Schließlich entschied er sich, doch anzurufen. Bloß, dass sich sein Telefon nicht einschalten ließ. Vor einer Stunde war es noch voll aufgeladen gewesen, als Campbells Vorgesetzter angerufen hatte, um ihn an seine Schicht zu erinnern.

Kein Strom, kein Telefon. Was zum Teufel ist los?

Campbell öffnete die Wohnungstür. Ein Mann lag auf dem Bürgersteig, zusammengekrümmt wie ein Haufen Kleider. Ein roter Jeep befand sich auf einer Irrfahrt über den Parkplatz der Wohnanlage und rasierte die Stoßstangen von drei Fahrzeugen, bevor er frontal in einen Ford-Lastwagen krachte. Der Fahrer des Jeeps durchbrach kopfüber die Windschutzscheibe und hing dann heraus wie eine Tiertrophäe, die auf einer roten Tafel angebracht worden war. Aus den umliegenden Straßen waren Schreie zu hören.

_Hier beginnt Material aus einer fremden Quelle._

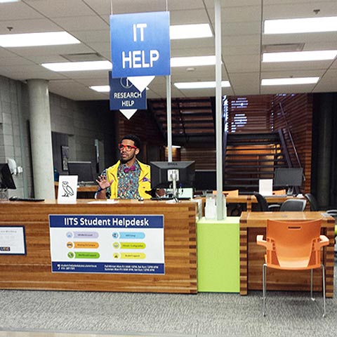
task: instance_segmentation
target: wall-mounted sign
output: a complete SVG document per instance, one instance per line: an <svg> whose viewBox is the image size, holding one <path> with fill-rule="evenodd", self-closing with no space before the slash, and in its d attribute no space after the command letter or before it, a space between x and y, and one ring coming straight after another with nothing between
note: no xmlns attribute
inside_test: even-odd
<svg viewBox="0 0 337 337"><path fill-rule="evenodd" d="M53 272L164 274L164 216L51 215Z"/></svg>
<svg viewBox="0 0 337 337"><path fill-rule="evenodd" d="M170 74L168 12L110 15L110 38L113 78Z"/></svg>
<svg viewBox="0 0 337 337"><path fill-rule="evenodd" d="M25 255L24 226L0 226L0 254Z"/></svg>
<svg viewBox="0 0 337 337"><path fill-rule="evenodd" d="M109 72L110 110L146 109L146 90L143 93L127 78L112 79Z"/></svg>
<svg viewBox="0 0 337 337"><path fill-rule="evenodd" d="M77 195L78 176L60 176L58 178L58 202L75 204Z"/></svg>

Die Hölle war ausgebrochen und Campbell tat das Einzige, was ihm unter diesen Umständen in den Sinn kam.

Er trat einen Schritt zurück, knallte die Wohnungstür zu und verriegelte sie von innen.

Und er fragte sich, wie lange es dauern würde, bis es wieder Strom gab. Und wie lange, bis Roy richtig zu stinken begann.